Толмач стал твоим ангелом-хранителем…
Эти слова принадлежат акыну Шортанбаю, который недолюбливал писарей. Как, впрочем, и немногие образованные казахи того времени, и русские чиновники. В чем причина такого единодушия?
Прежде всего, отмечу, что писари оказались совершенно новым социологическим типом в Степи. Им были присущи две несочетаемые для традиционного общества казахов черты: они входили в число “уважаемых людей”, не обладая, однако, ни биовозрастными, ни социальными, ни ритуальными статусами. Их статус основывался исключительно на избранности технического знания и его монополии, ибо кроме них в волости никто не говорил по-русски и не знал письменность, так же как ни один русский чиновник в те времена, выезжающий в степь, не говорил по-казахски. Судьба подарила писарям невиданную возможность карьерного роста. И действительно, по прошествии всего нескольких лет они сами станут волостными управителями, переводчиками уездного и областного начальств. И казахские лидеры будут услужливо “дарить” им, писарям, на ночь молодых девушек.
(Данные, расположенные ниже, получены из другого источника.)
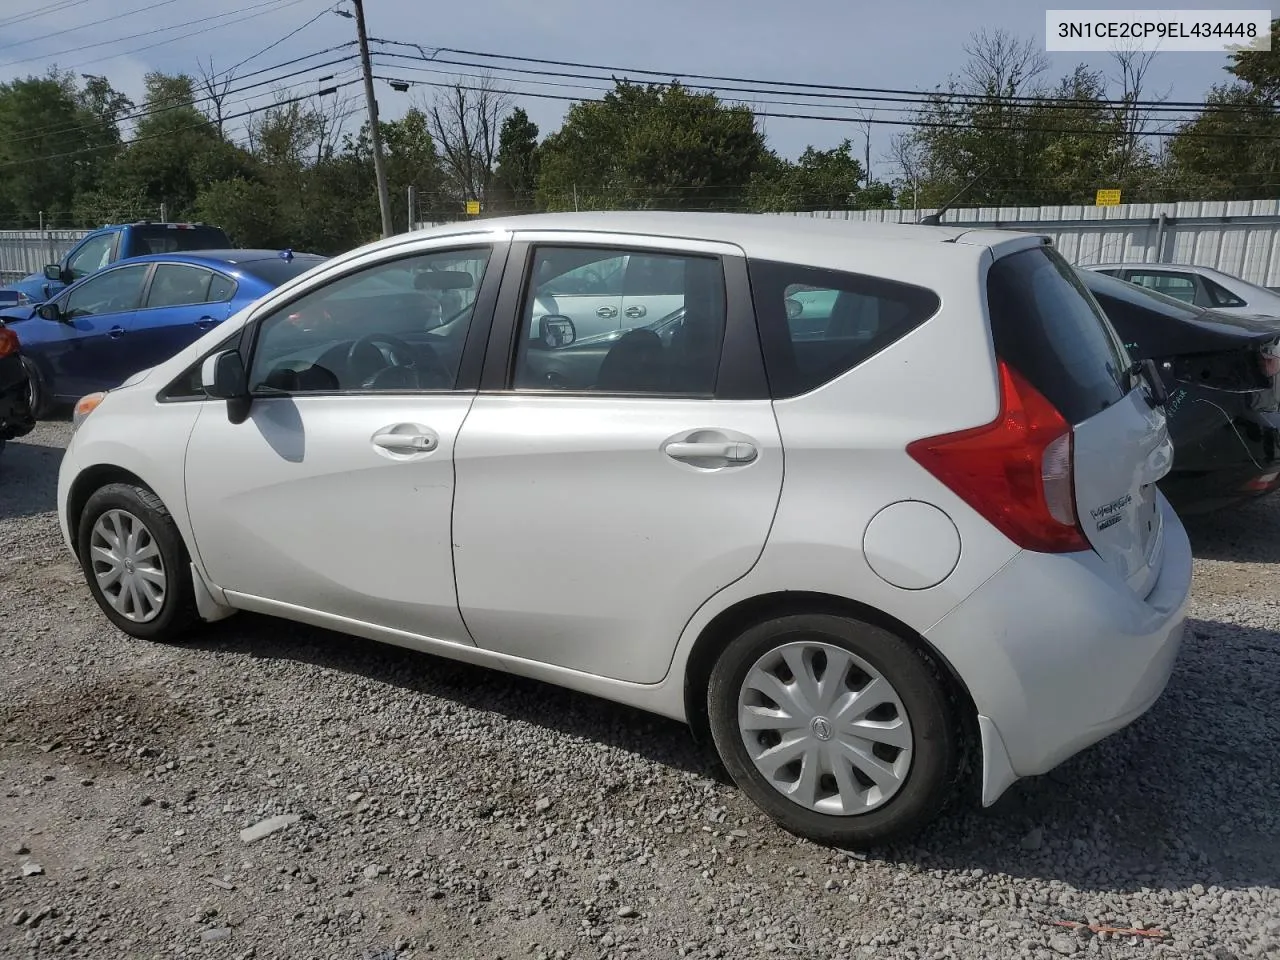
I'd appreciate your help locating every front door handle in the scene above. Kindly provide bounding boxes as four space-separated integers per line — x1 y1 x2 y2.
664 440 757 464
195 316 218 330
596 305 618 319
108 325 125 339
373 432 437 453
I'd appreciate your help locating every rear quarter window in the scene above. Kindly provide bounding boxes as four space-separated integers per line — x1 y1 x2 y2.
747 259 941 399
987 246 1128 425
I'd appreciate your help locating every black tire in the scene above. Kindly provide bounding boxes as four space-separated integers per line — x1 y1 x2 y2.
77 482 198 643
707 613 958 848
22 357 51 419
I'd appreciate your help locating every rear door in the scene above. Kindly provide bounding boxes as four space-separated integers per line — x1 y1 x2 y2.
128 263 235 372
988 244 1170 597
452 234 782 684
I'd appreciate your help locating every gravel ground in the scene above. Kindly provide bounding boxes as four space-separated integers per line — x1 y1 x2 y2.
1 420 1278 960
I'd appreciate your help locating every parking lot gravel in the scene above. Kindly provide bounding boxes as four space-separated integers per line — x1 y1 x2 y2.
1 420 1278 960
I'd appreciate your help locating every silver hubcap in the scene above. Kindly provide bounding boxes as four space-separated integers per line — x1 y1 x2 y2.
89 509 166 623
737 640 913 815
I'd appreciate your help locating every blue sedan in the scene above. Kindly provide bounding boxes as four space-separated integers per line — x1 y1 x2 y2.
0 249 326 416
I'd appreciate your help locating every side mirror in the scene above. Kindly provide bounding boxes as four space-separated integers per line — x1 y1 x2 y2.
538 314 576 348
784 297 803 320
43 264 62 282
36 302 65 323
202 350 247 400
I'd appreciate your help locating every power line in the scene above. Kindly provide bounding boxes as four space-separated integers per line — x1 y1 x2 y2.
2 52 359 151
373 47 1270 123
0 0 96 30
0 77 363 170
0 0 185 54
5 0 315 71
219 2 339 78
372 74 1280 142
373 39 1275 113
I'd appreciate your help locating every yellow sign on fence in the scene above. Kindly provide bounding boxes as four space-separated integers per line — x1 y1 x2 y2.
465 199 481 215
1095 188 1122 206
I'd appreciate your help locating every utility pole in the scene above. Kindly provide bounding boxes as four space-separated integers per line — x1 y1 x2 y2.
350 0 393 238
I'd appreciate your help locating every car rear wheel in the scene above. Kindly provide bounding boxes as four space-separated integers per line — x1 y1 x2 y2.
77 483 197 642
707 613 958 847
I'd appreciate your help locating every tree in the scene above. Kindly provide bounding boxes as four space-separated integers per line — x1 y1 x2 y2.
101 72 253 218
1226 18 1280 100
897 30 1149 208
748 140 893 211
1162 19 1280 200
536 81 771 211
424 77 510 208
492 107 540 211
0 70 132 227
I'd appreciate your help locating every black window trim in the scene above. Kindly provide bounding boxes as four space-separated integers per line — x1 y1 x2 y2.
156 328 245 402
235 240 509 400
478 239 768 401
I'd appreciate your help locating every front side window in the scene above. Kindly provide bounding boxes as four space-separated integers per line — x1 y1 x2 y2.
749 259 941 399
248 247 491 394
145 264 213 308
66 233 116 280
514 247 727 395
63 264 151 319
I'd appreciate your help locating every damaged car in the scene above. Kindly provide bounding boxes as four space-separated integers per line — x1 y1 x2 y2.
1079 267 1280 514
0 321 36 458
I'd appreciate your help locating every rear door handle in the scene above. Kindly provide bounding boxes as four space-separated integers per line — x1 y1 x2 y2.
108 325 125 339
195 316 218 330
664 440 757 464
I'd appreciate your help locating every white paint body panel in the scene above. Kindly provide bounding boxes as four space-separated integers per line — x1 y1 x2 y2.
452 395 783 683
55 212 1194 813
184 395 474 643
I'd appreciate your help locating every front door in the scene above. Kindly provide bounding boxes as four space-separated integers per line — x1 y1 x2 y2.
184 242 504 643
453 238 784 684
41 262 151 400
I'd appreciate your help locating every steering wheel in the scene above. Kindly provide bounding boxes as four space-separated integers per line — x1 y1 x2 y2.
345 333 451 389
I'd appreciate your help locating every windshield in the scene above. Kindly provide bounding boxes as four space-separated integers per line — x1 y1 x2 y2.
237 256 328 287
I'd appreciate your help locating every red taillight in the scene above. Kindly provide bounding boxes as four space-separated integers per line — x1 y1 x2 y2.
0 327 18 359
1260 346 1280 379
907 358 1090 553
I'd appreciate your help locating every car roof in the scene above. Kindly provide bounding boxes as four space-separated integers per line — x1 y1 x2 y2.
385 212 1046 265
117 250 327 270
1087 262 1216 274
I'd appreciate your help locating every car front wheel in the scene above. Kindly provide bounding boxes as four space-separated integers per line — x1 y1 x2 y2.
707 613 959 847
77 482 197 642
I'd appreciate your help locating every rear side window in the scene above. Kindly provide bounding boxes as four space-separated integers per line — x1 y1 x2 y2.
988 247 1128 424
748 259 941 399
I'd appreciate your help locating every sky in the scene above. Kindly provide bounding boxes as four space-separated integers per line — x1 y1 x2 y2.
0 0 1258 178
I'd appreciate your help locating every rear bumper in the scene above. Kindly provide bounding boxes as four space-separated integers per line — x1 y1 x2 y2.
0 353 33 441
924 496 1191 799
1162 399 1280 512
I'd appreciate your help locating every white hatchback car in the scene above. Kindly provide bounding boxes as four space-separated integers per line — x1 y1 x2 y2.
58 212 1192 846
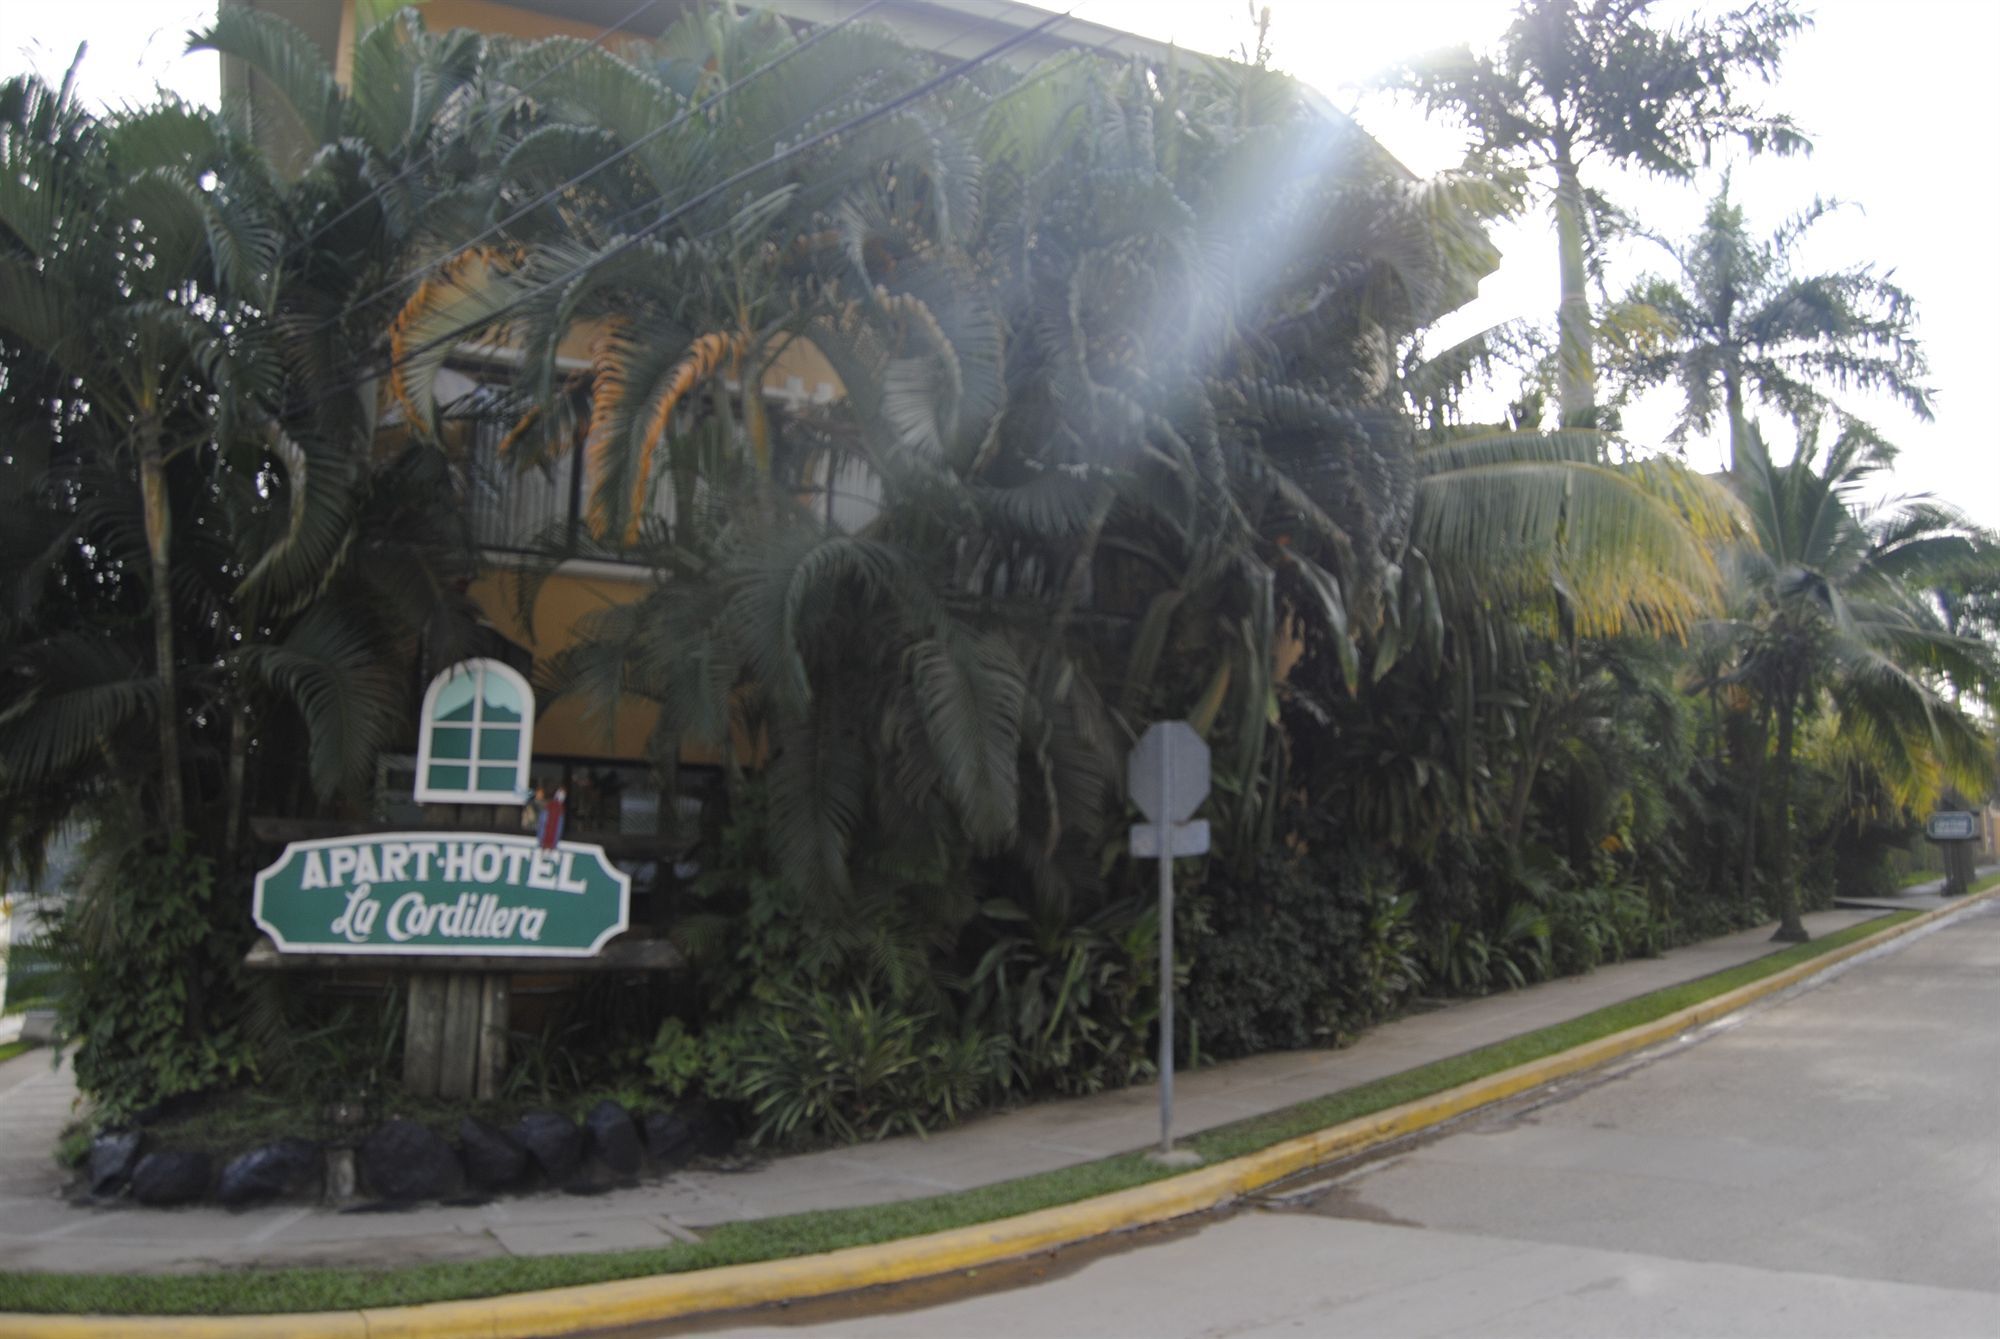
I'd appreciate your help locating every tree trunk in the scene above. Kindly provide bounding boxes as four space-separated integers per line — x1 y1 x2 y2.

Это обстоятельство резко усилило интерес казахского общества к русско-туземным школам. Если еще десятью годами раньше Ибрай Алтынсарин жаловался на нехватку детей для открытой им школы, то теперь от желающих учиться не было отбоя. Что называется, прагматизм возобладал, но главным побудительным мотивом было не науки познавать, а стать мироедами и грабить народ, как грабил его мироед елбасы-волостной.
Как и всякие приближенные традиционных правителей, писари не забывали конвертировать выгоды своего положения в реальные доходы в виде взяток деньгами и скотом, или чем придется. Истинное отношение к ним обнаружится в критический момент: в 1916 году, когда казахи восстали против призыва на тыловые работы, они в первую очередь убивали писарей и волостных как “предателей народа”.
Другие последствия реформ
Итак, ушли в небытие батыры-барымтачи, на периферию общественной активности оттеснено аксакальство. Их места заняли молодые “технократы” той эпохи – волостные и писари.
Появляются новые институты: кандидаты и их “партии”, с одной стороны, и талас (выборы должностных лиц) – с другой. Возрождаются канувшие в Лету обычаи. Как во времена избрания ханов, кандидаты в волостные угощают народ, расходуя огромные средства, и выходят из выборной гонки обедневшими как после джута.
Подкуп голосов избирателей-пятидесятников, продажность всех без исключения должностных лиц стали обычными сопутствующими данной практики.
И все же главное последствие реформ 1870-х заключалось, на мой взгляд, в том, что выборы не только ужесточили противоборство между традиционными лидерами, прямо вовлеченными в борьбу за власть, но и обострили социальные отношения в казахском обществе в целом. Если раньше межродовые конфликты носили преходящий и локальный характер, ибо возникали по поводу конкретных “юридических” споров между отдельными политическими единицами и устранялись вместе с разрешением этих дел, то теперь они были перенесены на регулярную основу и с ожесточением вспыхивали каждые три года. Чувство взаимной обиды между группами родов, общая напряженность в их отношениях в межвыборный период поддерживались произволом волостного и его доверенных лиц по “партии”.